People's Democracy(Weekly Organ of the Communist Party of India (Marxist) |
Vol.
XXIX
No. 47 November 20, 2005 |
WHEN
the food situation in the country is rather precarious and increased production
for self-sufficiency in food demands first and foremost the implementation of
genuine land reforms, the Congress government of Rajasthan is reported to have
decided to further postpone the imposition of ceilings on landholdings which has
already been delayed for over ten years.
Though the Congress had accepted land reforms and land to the tiller as slogans to mobilise the peasantry during the freedom struggle, ever since it came to power its governments in the states have been tardy in introducing land reforms in the interests of the bulk of the peasantry. Even where certain ceiling legislations were introduced they were so full of loopholes that landlords found no difficulty in evading them. The implementation of these legislations have been worse with the result that hardly any worthwhile amount of surplus land has been acquired to distribute to the agricultural workers and landless and poor peasants.

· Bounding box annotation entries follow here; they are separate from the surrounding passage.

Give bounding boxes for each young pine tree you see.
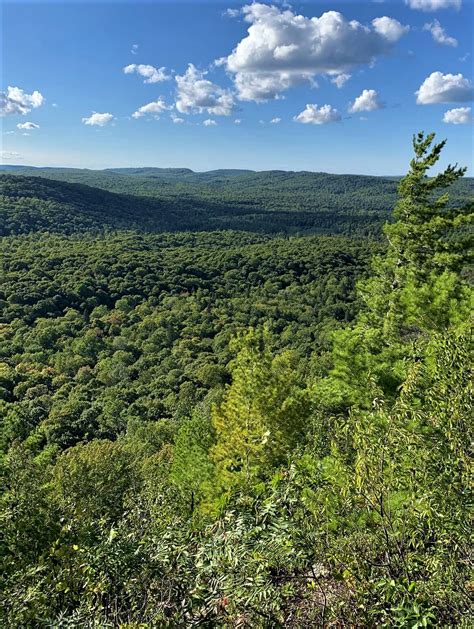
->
[211,330,309,491]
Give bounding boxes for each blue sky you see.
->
[0,0,473,175]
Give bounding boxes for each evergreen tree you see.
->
[211,330,309,489]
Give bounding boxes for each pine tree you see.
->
[211,330,308,489]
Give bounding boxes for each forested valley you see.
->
[0,133,474,629]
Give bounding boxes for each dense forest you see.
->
[0,166,474,237]
[0,133,474,629]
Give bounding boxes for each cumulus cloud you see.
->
[372,15,410,42]
[220,2,408,101]
[348,90,385,114]
[123,63,171,83]
[443,107,472,124]
[132,96,173,118]
[405,0,461,11]
[171,114,185,124]
[0,85,44,116]
[331,74,351,89]
[175,63,235,116]
[82,111,114,127]
[423,20,458,47]
[0,151,23,161]
[294,104,341,124]
[415,72,474,105]
[16,122,39,129]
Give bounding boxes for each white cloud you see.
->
[123,63,171,83]
[132,96,173,118]
[0,85,44,116]
[224,9,240,17]
[82,111,114,127]
[220,2,407,101]
[405,0,461,11]
[331,73,351,89]
[443,107,472,124]
[415,72,474,105]
[423,20,458,47]
[294,104,341,124]
[348,90,385,114]
[372,15,410,42]
[171,114,185,124]
[0,151,23,161]
[175,63,235,116]
[16,122,39,129]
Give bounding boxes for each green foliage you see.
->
[211,331,309,491]
[0,134,474,628]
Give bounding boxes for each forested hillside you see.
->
[0,168,474,235]
[0,134,474,628]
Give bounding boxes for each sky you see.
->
[0,0,474,175]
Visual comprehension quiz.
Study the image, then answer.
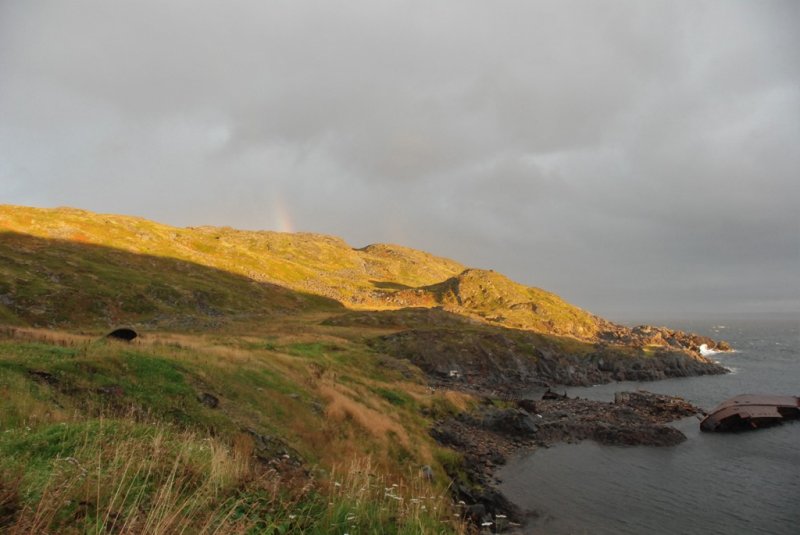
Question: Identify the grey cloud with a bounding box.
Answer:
[0,0,800,315]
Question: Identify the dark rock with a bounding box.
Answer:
[517,399,539,414]
[28,370,58,386]
[483,409,536,436]
[97,385,125,398]
[197,392,219,409]
[106,327,139,342]
[542,388,567,399]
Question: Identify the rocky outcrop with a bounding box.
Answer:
[431,391,699,525]
[597,323,731,354]
[371,328,727,393]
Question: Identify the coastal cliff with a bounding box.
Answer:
[0,206,729,533]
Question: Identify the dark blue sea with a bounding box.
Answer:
[499,319,800,535]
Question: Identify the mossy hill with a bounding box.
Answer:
[0,206,721,533]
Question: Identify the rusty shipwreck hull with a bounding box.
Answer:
[700,394,800,431]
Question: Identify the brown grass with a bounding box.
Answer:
[319,385,409,447]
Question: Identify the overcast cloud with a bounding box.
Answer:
[0,0,800,319]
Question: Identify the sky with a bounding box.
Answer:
[0,0,800,320]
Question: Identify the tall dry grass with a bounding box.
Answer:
[0,425,266,534]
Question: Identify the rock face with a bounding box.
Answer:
[372,328,727,392]
[597,323,731,354]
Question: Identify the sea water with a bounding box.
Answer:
[498,320,800,535]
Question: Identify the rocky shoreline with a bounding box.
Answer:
[431,391,702,533]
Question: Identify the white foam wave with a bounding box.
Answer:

Rajasthan is perhaps one of the crassest examples but the situation is not much better in the other states. As in all the states, here also the introduction of the legislation was inordinately delayed to give time to the big landlords to partition, transfer and do a hundred other things with their land and get ready to beat the legislation when it when in came on the Statute Book.
Even
after the legislation was enacted and during the long period it was awaiting
implementation, the big landholders continued their nefarious activities. A
high-power commission appointed by the state government to go into the question
of revenue laws is reported to have concluded that “there has been a good deal
of illegal transfers during the period the law relating to ceiling remained
unimplemented.”
The result, as the same commission has pointed out, is that land to rehabilitate only about four thousand families may be available by application of this law. As days go by, the extent of even this land goes on diminishing and soon the position will be reached that despite the ceiling law, no surplus land is available in the state. Where all the land has disappeared – the landlords and the Congress government will not say, but the people will know that there is no mystery behind this disappearance.
In April last, the Sukhadia government gave further time to the landholders till September to file declarations about their holdings. Knowing full well that the state government would not lift a finger against them and that when September came the date would be further extended, the declarations were not filed. And as expected, the state government is reported to be extending the time limit.
It is time the Congress rulers realised that talk about self-sufficiency and appeasement of landlords cannot go together.